I'm trying to give an example of a compact surface $S\subset\mathbb{R}^3$ with constant zero Gaussian curvature for all $p\in S$. I know that a plane would have constant zero Gaussian curvature, but it is not compact, so I wonder if part of the plane, for example, $\{(x,y,0):x^2+y^2\leq1\}$, the unit closed disk on the $xy$ plane in $\mathbb{R}^3$. This disk is a subset of $\mathbb{R}^n$ and it's closed and bounded, so by Heine-Borel it should be compact? On the other hand, there is the theorem stating that for a compact oriented surface $S\subset\mathbb{R}^n$, $\exists p\in S$ such that the second fundamental form at $p$ is definite, but would this indicate that the Gaussian curvature must be nonzero at at least one point on a compact surface?

Answer 1

If $M\subset \mathbb{R}^2$ is a compact surface, consider a family of Spheres $S_r(p)$ for some $p\in \mathbb{R}^2$. There will be a smallest radius $r_0>0$ such that $M$ is contained completely in the ball bounded by $S_{r_0}$ - for that radius $r_0$, the sphere $S_{r_0}$ will touch the surface $M$ in (at least) one point with $M$ being 'inside' of that sphere. It is an elementary exercise in manipulation of the second fundamental form that in this case the Gauss curvature of $M$ has to be as large or larger than the Gauss curvature of the sphere (which is $\frac{1}{r_0}>0$).

So your suspicion is right, such a surface $M$ cannot exist as a submanifold of $\mathbb{R}^2$

This does not mean it cannot exist as an abstract manifold, though. But for that case there is a constraint implied by the Theorem of Gauss-Bonnnet, which, for a compact surface withoug boundary says that $$\int_M K \, dA = 2 \pi \chi(M)$$ where $\chi(M)$ is the Euler characteristic of $M$. This means that if $M$ has zero Gauss curvature everywhere, the integral and consequently the Euler characteristic of $M$ has to vanish. This is only possible if $M$ is homeomorphic to a torus.

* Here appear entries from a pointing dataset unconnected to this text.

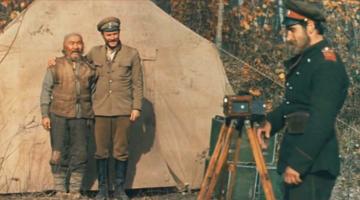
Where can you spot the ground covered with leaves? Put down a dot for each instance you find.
(252, 50)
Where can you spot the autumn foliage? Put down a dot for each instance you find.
(253, 52)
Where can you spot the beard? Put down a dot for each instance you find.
(299, 45)
(112, 44)
(75, 55)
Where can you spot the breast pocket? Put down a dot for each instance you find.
(122, 71)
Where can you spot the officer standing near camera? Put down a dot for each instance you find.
(117, 102)
(316, 88)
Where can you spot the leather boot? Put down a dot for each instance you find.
(75, 184)
(120, 171)
(103, 179)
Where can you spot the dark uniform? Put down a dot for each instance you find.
(119, 91)
(316, 87)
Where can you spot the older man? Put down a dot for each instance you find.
(316, 87)
(67, 112)
(117, 102)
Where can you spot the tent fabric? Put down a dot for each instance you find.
(184, 83)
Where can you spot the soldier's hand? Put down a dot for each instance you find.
(263, 135)
(291, 176)
(45, 122)
(135, 114)
(51, 62)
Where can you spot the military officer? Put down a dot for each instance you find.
(316, 88)
(67, 113)
(117, 102)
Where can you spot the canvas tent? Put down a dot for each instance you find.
(184, 84)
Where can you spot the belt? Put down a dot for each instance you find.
(295, 122)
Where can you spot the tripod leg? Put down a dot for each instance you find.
(232, 169)
(213, 161)
(233, 166)
(260, 162)
(222, 159)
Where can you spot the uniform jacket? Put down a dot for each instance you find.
(70, 89)
(316, 83)
(119, 88)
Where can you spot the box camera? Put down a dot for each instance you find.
(237, 106)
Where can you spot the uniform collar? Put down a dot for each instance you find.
(308, 52)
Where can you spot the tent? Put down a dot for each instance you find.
(184, 84)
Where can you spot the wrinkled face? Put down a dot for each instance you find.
(73, 47)
(112, 39)
(297, 37)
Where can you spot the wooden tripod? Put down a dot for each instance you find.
(220, 155)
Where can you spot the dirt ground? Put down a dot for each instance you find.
(148, 194)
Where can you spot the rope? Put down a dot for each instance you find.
(22, 15)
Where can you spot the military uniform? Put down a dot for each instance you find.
(66, 100)
(119, 91)
(315, 90)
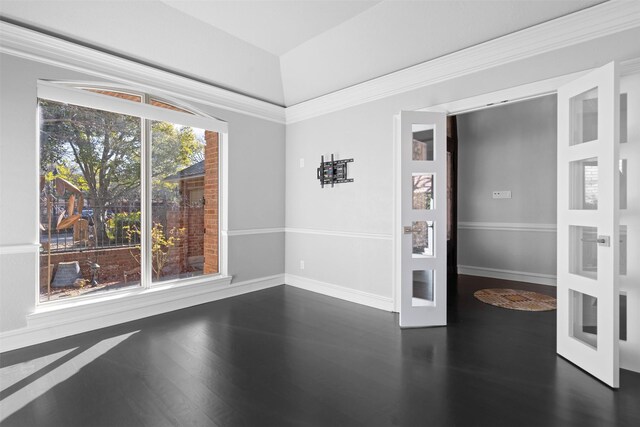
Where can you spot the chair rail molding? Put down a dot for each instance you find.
(604, 19)
(254, 231)
(340, 292)
(19, 249)
(29, 44)
(351, 234)
(507, 226)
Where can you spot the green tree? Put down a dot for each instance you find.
(99, 151)
(172, 148)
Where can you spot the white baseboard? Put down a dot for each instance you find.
(51, 325)
(336, 291)
(518, 276)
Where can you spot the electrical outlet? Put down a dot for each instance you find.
(503, 194)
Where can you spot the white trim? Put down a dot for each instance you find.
(506, 226)
(598, 21)
(352, 234)
(32, 45)
(52, 324)
(20, 249)
(337, 291)
(629, 67)
(252, 231)
(518, 276)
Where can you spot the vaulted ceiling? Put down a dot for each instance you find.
(284, 51)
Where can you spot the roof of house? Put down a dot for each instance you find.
(194, 171)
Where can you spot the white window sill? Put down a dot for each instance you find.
(132, 298)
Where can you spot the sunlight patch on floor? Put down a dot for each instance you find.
(23, 395)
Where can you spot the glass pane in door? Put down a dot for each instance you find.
(583, 184)
(583, 251)
(422, 287)
(584, 319)
(422, 142)
(584, 117)
(422, 239)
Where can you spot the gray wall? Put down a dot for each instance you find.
(511, 147)
(256, 188)
(357, 215)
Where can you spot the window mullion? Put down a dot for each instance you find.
(145, 205)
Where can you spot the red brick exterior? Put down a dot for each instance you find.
(211, 213)
(113, 263)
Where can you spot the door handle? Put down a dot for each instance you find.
(407, 229)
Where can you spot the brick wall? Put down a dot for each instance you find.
(113, 263)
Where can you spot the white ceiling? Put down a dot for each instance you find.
(285, 51)
(276, 26)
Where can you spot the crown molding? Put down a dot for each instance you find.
(598, 21)
(32, 45)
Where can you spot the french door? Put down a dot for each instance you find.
(588, 223)
(421, 218)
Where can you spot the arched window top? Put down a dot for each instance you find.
(127, 100)
(129, 94)
(135, 96)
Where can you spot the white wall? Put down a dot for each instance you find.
(155, 33)
(256, 189)
(510, 147)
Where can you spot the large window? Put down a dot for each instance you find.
(129, 192)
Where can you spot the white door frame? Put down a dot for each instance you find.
(490, 100)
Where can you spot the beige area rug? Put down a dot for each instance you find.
(515, 299)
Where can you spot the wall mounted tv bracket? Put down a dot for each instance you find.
(333, 172)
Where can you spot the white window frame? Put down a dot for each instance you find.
(70, 93)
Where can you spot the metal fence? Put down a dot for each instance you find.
(112, 226)
(109, 227)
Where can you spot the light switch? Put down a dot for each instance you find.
(502, 194)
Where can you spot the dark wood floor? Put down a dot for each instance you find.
(288, 357)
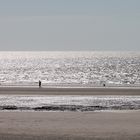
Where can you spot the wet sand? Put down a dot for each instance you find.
(68, 91)
(70, 125)
(123, 125)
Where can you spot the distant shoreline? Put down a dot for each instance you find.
(70, 91)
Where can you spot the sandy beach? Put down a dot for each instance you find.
(70, 125)
(117, 125)
(69, 91)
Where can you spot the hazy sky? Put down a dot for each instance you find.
(70, 25)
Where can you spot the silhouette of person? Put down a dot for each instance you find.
(39, 83)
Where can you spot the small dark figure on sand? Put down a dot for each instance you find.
(39, 84)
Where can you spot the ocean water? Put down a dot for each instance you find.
(68, 103)
(70, 68)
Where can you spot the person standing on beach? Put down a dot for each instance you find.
(39, 84)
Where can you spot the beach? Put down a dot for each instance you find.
(29, 125)
(69, 91)
(70, 125)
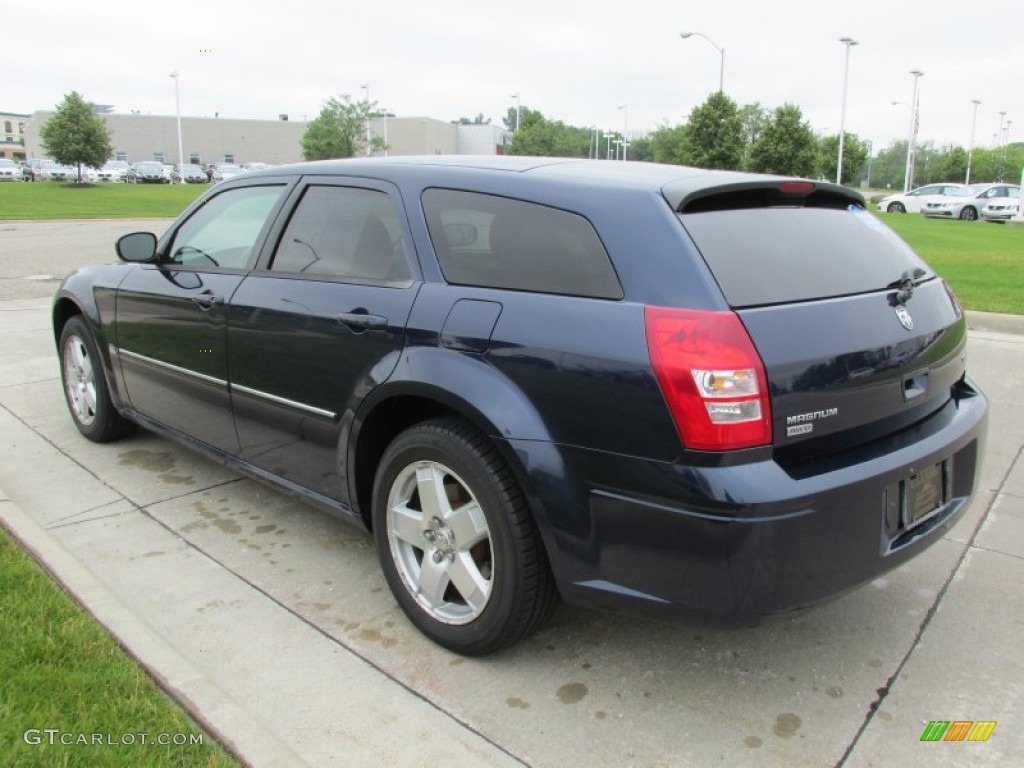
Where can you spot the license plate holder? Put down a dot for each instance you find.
(924, 494)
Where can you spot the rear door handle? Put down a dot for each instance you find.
(207, 301)
(363, 320)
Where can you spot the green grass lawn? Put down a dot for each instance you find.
(983, 262)
(61, 671)
(53, 200)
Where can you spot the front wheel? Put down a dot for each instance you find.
(456, 540)
(85, 386)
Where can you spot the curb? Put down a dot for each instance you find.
(995, 323)
(252, 744)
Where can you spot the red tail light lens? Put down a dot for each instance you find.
(712, 378)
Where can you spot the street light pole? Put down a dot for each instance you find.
(517, 110)
(721, 52)
(970, 153)
(366, 87)
(912, 137)
(177, 111)
(849, 43)
(626, 120)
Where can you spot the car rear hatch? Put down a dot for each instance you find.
(858, 337)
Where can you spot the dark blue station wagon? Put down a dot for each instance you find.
(635, 386)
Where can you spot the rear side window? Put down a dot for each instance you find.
(493, 242)
(779, 255)
(343, 232)
(223, 231)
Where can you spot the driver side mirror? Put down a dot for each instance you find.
(137, 247)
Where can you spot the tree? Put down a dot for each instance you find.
(340, 130)
(786, 145)
(669, 143)
(553, 138)
(714, 136)
(76, 135)
(755, 118)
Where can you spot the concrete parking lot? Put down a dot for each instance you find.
(270, 621)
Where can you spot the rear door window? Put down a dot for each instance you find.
(346, 233)
(495, 242)
(779, 255)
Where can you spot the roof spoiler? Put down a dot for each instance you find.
(764, 193)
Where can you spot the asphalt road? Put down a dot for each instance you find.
(270, 620)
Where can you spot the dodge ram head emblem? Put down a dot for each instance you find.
(904, 317)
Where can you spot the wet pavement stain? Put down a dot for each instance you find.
(155, 461)
(373, 636)
(211, 518)
(571, 692)
(786, 725)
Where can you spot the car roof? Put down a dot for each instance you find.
(677, 183)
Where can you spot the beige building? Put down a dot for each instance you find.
(12, 135)
(205, 140)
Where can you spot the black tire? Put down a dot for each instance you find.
(85, 388)
(481, 535)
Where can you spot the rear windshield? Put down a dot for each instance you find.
(780, 255)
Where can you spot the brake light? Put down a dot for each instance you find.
(712, 378)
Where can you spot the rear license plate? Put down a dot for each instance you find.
(925, 494)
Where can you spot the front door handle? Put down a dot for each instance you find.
(207, 300)
(363, 320)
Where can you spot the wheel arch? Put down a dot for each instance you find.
(445, 383)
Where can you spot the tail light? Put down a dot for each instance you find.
(712, 378)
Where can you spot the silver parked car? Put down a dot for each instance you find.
(194, 174)
(912, 201)
(967, 205)
(114, 170)
(10, 171)
(1000, 210)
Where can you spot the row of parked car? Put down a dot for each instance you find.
(143, 172)
(991, 202)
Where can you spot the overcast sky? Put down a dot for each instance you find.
(572, 60)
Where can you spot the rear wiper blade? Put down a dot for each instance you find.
(906, 284)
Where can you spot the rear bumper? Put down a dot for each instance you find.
(757, 539)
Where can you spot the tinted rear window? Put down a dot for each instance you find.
(781, 255)
(494, 242)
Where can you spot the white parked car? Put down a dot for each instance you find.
(968, 205)
(48, 170)
(912, 201)
(10, 171)
(1000, 210)
(224, 171)
(114, 170)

Edit in response to a comment: an example of such a torus actually does exist. If you look at a square in $\mathbb{R^2}$ and pairwise identify the opposite edges you obtain a manifold diffeomorphic to a torus. If you take the induced metric from $\mathbb{R}^2$ then this torus will be flat, i.e. the Gauss curvature will be $=0$ everywhere.